Summary
I'm re-thinking how I use the words centralized, decentralized, and distributed to describe systems.
I teach a course at BYU every year called "Large Scale Distributed Systems." As I discuss distributed systems with the class, there is always a bit of a terminology issue I have. It has to do with how we think of distributed systems vs. decentralized systems. You often see this diagram floating around the net:
This always feels like an attempt is to place the ideas of centralized, decentralized, and distributed computing on some kind of continuum.
In his PhD dissertation, Extending the REpresentational State Transfer (REST) Architectural Style for Decentralized Systems (PDF), Rohit Khare makes a distinction about decentralized systems that has always felt right to me. Rohit uses "decentralized" to distinguish systems that are under the control of different entities and thus can't be coordinated by fiat.
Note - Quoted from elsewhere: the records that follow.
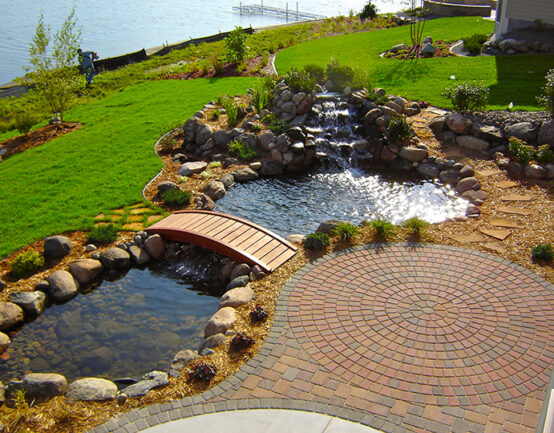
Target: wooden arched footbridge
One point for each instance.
(228, 235)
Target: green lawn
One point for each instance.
(61, 185)
(514, 79)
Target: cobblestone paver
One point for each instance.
(404, 339)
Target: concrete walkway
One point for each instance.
(400, 338)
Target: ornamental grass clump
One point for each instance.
(346, 231)
(542, 252)
(316, 241)
(467, 98)
(103, 234)
(26, 264)
(176, 198)
(203, 372)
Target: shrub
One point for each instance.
(258, 314)
(547, 98)
(316, 241)
(383, 228)
(475, 42)
(316, 72)
(544, 154)
(242, 150)
(103, 234)
(467, 98)
(24, 121)
(241, 341)
(522, 152)
(299, 81)
(416, 225)
(236, 45)
(26, 264)
(261, 95)
(339, 75)
(542, 252)
(399, 130)
(176, 197)
(203, 372)
(231, 109)
(346, 231)
(369, 11)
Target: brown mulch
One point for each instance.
(57, 415)
(37, 137)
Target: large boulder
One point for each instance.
(56, 247)
(91, 389)
(472, 143)
(182, 358)
(149, 381)
(40, 385)
(63, 286)
(86, 270)
(414, 154)
(546, 133)
(525, 131)
(458, 123)
(32, 303)
(115, 258)
(237, 297)
(215, 190)
(155, 246)
(194, 167)
(4, 342)
(246, 175)
(220, 322)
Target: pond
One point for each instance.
(123, 328)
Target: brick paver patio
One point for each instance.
(401, 338)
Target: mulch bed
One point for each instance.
(37, 137)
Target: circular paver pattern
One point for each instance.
(436, 321)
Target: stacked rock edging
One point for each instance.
(63, 285)
(491, 138)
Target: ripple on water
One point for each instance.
(299, 204)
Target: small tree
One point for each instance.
(57, 78)
(369, 11)
(236, 45)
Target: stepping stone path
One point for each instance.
(399, 338)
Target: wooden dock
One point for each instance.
(287, 14)
(228, 235)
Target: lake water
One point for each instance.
(113, 27)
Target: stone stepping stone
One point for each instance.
(516, 197)
(140, 210)
(495, 248)
(505, 184)
(153, 218)
(497, 234)
(136, 227)
(467, 239)
(498, 222)
(514, 210)
(488, 173)
(134, 218)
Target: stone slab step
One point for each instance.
(470, 238)
(499, 222)
(514, 210)
(497, 234)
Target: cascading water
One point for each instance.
(340, 188)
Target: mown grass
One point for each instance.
(514, 79)
(63, 184)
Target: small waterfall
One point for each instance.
(338, 135)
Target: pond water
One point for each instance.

Plenty of systems are distributed that are still under the control of a single entity. Almost any large Web 2.0 service will be hosted from different data centers, for example. What distinguishes the Internet, SMTP, and other distributed systems is that they are also made to work across organizational boundaries. There's no centerpoint that controls everything.
Consequently, I propose a new way of thinking about this that gives up on the linearity of graphics like the one above and resorts to that most powerful of all analytic tools, the 2x2 matrix:
In this conceptualization, we classify systems along two axes:
- Whether the components are co-located or distributed. This could be either physical or logical depending on the context and level of abstractions.
- Whether the components are under the control of a single entity or multiple entities. A central control point could be logical or abstract so long as it is able to effectively coordinate nodes in the system.
We could envision a third axis on the model that also classifies systems as to whether they are hierarchical or heterarchical like so:
If you're having trouble with the distinction, note that DNS is a decentralized, hierarchical system where as Facebook's OpenGraph is a centralized, heterarchical system.
I like this model and so, for now, I'm sticking with it and starting to think of and describe systems in this way. I've gotten some mental leverage out of it. I'd love to know what you think.